Some reruns are on so often, you can spot them pretty instantly.
Shows like "Seinfeld," "Friends," and "Law and Order" are the gold standards of syndicated television; seemingly immortal in their appeal to audiences and advertisers. And for years, they've been steady money makers for cable.
But today, the afterlife for television is changing.

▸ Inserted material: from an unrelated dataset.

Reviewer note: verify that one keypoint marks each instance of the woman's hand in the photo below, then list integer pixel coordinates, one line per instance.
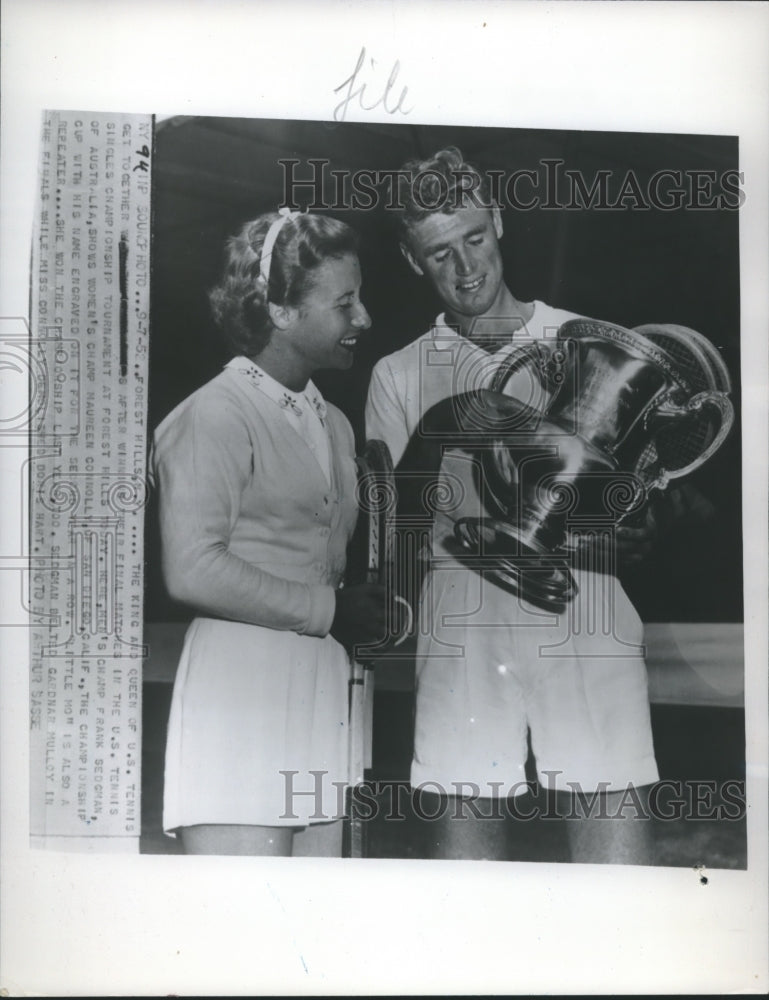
(361, 615)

More shows are finding their heavenly home on streaming services like Netflix and Amazon.
"It's not good news for the cable networks," says Tom Nunan, a film and television producer and a lecturer at UCLA. "They now have an even more dynamic set of competitors out there."
Viacom, which owns more than a dozen cable channels, says its been hit by shrinking audiences for reruns.
According to the research group Kantar Media, advertising buys on nationally syndicated TV have been relatively flat in the past year.
But, says Nunan, streaming is positive for the folks who make television. "Now there are just more and more markets for original material, there are more and more markets for titles that have been sitting on the shelf."
There's an afterlife for reality shows, like "Dance Moms."
Reincarnation can be successful for serial dramas, like 'The Good Wife," where you want to see episodes in order, and maybe all at once.
But all reruns, on every platform, face new hurdles.
Like a nearly endless stream of new shows, for example. "Game of Thrones," "Orange is the New Black," "Mad Men," "Veep," "The Americans"—And that's just scratching the surface.
And reruns aren't just competing with everything that's new, they're competing with everything that's old. "If you've got a sitcom and you want to sell it in syndication you are still going up against the likes of 'Friends' and 'Seinfeld,'" says Derek Kompare, professor at Southern Methodist University and author of "Rerun Nation: How Repeats Invented American Television."
Because sometimes, nothing's better than watching Ross and Rachel try to figure it out, even if you know exactly how the story goes.